No, banning a customer is almost exactly equivalent to sending the sort of C&D letter that Craigslist sent. I'm banned from Walmart for life, and was asked to sign a trespass warning explaining that if I'm found on Walmart property, I'll be charged with trespassing. That's Walmart's right.

Just because the door is open doesn't mean that everyone is welcome to go through it. The same holds true for websites just as it holds true for grocery stores.


In the U.S. you do have the right to arbitrarily refuse service, except on the basis of certain specific classifications: race, religion, ethnicity, etc. Nothing keeps me from closing my shop to people named Joe, people below 5'8", people who like Battlestar Galactica, etc.

The way that works is that someone entering a public shop has implied license to be on the property. But that implied license can be explicitly revoked to exclude specific people.


Because to access any computer resource remotely, you just send a request to the computer, and the computer either replies with the requested data, or it refuses. If someone requests to enter your house, and you allow it, then you shouldn't be able to have the government punish that person.


Because anyone with half a clue knows that anything you put on the Internet isn't safe. Law bound or otherwise, lol


Why don't you try scraping book reviews from Amazon onto your own website and see what happens?


You're conflating violating copyright with committing a crime under the CFAA.

Then again, the Obama administration wants to make it a felony to stream compyrighted material, so maybe the conflation isn't so outrageous after all.


Is it about visiting and scraping the site, or what they do with the content they scrape?


Both. CL wanted them to stop scraping their site because they were republishing content without CL's explicit permission.

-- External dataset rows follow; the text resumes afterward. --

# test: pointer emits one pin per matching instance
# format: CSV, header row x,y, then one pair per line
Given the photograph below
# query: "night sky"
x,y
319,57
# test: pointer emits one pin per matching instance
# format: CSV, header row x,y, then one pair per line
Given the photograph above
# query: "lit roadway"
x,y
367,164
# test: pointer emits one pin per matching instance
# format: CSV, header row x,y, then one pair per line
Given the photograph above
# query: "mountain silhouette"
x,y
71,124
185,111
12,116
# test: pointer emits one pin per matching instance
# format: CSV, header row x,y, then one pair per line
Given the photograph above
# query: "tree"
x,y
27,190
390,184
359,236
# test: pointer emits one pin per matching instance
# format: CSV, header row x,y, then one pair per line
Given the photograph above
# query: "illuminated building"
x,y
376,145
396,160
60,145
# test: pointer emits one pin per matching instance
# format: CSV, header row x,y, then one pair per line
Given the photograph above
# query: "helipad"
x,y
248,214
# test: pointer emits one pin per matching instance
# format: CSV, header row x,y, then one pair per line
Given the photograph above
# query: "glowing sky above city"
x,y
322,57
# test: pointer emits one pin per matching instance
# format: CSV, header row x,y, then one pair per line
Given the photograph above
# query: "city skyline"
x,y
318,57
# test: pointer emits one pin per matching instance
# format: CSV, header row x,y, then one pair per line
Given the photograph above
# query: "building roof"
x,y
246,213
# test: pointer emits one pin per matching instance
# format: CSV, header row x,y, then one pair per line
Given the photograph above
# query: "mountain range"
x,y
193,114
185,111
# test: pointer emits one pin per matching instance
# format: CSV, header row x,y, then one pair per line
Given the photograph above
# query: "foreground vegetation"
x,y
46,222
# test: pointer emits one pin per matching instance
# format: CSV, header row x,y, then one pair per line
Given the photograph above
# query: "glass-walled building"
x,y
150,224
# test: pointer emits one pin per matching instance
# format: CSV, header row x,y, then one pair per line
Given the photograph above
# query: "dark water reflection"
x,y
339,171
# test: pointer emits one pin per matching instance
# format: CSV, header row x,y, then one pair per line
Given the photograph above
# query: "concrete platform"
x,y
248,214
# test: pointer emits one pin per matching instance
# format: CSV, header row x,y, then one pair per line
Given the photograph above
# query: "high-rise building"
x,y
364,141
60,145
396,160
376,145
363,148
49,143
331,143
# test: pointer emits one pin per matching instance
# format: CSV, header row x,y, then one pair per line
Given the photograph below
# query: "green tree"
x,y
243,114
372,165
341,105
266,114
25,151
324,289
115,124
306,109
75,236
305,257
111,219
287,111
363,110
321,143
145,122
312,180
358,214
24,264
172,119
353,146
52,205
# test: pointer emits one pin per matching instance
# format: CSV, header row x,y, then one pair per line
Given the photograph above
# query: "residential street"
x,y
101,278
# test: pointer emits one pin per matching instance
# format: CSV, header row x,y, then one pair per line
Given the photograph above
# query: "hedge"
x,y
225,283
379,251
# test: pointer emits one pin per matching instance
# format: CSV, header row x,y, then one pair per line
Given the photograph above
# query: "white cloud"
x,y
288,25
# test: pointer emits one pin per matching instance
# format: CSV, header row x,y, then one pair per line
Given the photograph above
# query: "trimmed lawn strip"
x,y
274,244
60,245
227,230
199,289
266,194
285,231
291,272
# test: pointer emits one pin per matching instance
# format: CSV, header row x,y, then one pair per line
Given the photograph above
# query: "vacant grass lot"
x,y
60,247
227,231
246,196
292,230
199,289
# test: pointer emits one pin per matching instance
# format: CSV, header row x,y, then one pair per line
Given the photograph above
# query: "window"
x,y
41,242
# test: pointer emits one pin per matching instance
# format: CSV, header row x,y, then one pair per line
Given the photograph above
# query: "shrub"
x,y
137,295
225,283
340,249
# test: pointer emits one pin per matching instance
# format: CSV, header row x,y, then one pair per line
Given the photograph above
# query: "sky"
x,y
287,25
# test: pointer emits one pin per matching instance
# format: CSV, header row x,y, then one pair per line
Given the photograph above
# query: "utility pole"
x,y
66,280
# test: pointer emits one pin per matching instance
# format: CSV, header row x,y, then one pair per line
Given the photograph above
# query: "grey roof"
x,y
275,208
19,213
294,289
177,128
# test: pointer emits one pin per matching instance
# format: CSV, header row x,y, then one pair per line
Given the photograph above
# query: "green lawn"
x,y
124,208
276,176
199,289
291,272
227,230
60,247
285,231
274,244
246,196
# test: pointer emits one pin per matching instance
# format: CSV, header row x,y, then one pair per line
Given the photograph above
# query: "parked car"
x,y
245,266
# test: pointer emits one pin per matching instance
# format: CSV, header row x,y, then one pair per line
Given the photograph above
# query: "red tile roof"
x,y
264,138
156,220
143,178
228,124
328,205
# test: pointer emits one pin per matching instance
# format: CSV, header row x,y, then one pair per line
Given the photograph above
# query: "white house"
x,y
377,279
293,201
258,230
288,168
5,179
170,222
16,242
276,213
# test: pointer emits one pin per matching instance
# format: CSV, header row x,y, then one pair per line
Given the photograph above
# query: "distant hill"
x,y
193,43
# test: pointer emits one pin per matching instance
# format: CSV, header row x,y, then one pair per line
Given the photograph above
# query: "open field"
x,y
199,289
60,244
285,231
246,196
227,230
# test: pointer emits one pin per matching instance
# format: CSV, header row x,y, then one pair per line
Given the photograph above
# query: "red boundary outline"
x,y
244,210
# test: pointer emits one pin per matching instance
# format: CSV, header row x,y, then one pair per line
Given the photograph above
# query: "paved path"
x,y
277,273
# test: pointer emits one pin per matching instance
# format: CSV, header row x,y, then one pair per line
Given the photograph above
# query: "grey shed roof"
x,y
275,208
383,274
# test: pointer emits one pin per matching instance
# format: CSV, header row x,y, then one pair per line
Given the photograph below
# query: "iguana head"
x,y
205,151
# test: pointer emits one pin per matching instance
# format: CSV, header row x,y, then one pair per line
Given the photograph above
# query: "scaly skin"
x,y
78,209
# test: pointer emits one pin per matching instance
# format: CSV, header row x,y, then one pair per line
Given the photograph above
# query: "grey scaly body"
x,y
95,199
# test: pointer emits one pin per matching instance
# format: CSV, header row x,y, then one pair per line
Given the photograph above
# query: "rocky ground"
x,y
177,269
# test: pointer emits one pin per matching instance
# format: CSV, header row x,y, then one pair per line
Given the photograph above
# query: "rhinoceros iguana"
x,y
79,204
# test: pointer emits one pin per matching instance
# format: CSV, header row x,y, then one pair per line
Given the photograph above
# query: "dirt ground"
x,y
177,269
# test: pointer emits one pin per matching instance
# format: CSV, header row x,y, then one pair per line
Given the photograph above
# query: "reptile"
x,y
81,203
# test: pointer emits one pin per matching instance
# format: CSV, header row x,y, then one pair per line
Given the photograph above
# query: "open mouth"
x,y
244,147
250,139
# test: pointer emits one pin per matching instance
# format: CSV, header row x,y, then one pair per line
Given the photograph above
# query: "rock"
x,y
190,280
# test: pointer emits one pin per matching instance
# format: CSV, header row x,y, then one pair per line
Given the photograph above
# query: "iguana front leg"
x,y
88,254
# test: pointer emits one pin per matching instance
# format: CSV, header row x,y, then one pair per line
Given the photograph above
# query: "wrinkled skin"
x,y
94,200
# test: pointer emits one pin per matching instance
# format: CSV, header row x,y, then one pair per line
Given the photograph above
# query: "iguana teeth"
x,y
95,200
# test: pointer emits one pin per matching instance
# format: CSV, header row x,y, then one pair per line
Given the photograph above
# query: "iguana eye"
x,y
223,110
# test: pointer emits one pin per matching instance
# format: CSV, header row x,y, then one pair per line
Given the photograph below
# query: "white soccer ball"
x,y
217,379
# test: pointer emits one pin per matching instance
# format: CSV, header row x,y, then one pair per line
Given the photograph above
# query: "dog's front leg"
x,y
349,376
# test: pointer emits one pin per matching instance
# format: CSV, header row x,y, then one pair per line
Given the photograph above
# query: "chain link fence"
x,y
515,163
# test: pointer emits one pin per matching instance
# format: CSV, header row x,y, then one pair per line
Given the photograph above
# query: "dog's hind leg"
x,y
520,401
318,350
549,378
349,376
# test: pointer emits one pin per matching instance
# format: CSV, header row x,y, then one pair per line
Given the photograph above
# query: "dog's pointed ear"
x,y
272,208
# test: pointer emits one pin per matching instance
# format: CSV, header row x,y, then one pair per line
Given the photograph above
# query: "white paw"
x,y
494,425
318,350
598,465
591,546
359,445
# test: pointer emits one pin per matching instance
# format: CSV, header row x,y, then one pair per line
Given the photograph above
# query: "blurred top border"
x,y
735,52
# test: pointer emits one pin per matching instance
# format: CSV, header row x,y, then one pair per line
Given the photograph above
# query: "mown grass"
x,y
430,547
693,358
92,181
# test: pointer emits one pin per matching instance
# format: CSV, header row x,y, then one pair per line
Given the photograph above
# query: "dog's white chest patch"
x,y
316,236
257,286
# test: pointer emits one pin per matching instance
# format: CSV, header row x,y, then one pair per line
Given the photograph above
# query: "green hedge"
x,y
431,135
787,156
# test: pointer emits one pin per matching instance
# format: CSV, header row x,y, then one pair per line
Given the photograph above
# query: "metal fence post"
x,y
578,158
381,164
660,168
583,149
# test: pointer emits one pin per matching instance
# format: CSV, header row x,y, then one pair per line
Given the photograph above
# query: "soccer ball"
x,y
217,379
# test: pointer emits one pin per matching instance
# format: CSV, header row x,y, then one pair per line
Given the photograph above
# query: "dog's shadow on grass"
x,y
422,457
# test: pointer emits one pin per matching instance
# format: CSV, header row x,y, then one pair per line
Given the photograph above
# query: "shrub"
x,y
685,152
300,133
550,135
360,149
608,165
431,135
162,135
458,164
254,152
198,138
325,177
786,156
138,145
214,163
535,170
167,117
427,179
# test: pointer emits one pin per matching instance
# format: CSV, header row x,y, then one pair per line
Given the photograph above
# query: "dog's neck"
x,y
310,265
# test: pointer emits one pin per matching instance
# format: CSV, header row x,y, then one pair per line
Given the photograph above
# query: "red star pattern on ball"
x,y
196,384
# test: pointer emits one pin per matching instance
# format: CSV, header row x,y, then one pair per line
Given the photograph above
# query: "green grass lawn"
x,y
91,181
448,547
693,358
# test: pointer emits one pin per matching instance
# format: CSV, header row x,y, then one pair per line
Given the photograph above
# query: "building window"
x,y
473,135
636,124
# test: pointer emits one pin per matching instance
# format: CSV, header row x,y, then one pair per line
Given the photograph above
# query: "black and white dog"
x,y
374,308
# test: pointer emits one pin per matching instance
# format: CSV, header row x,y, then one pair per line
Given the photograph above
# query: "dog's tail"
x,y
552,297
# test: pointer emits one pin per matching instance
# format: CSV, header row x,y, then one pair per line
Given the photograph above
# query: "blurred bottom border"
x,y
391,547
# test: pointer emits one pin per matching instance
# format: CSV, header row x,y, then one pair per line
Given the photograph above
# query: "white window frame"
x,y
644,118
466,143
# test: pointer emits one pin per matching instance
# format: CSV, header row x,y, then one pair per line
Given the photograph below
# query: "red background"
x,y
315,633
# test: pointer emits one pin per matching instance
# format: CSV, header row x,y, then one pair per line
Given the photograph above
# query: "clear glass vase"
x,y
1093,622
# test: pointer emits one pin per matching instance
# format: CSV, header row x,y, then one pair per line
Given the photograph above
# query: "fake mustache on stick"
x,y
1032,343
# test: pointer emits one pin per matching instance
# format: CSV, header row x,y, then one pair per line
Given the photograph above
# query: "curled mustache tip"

What if they weren't republishing the data? I believe it's against TOS to scrape at all.

Presume they were scraping the data to /dev/null, would that still be an issue?

Further, aren't some things INTENDED to be scraped? Like their RSS feeds?


I believe all of that is against the law after they were specifically told not to via a C&D.


Just like you can have a store on the public street but ban certain people from visiting it, yes.


It seems...normal. Same way you can have a store on the public street and ban certain people from visiting it, then enforce that in court if they do.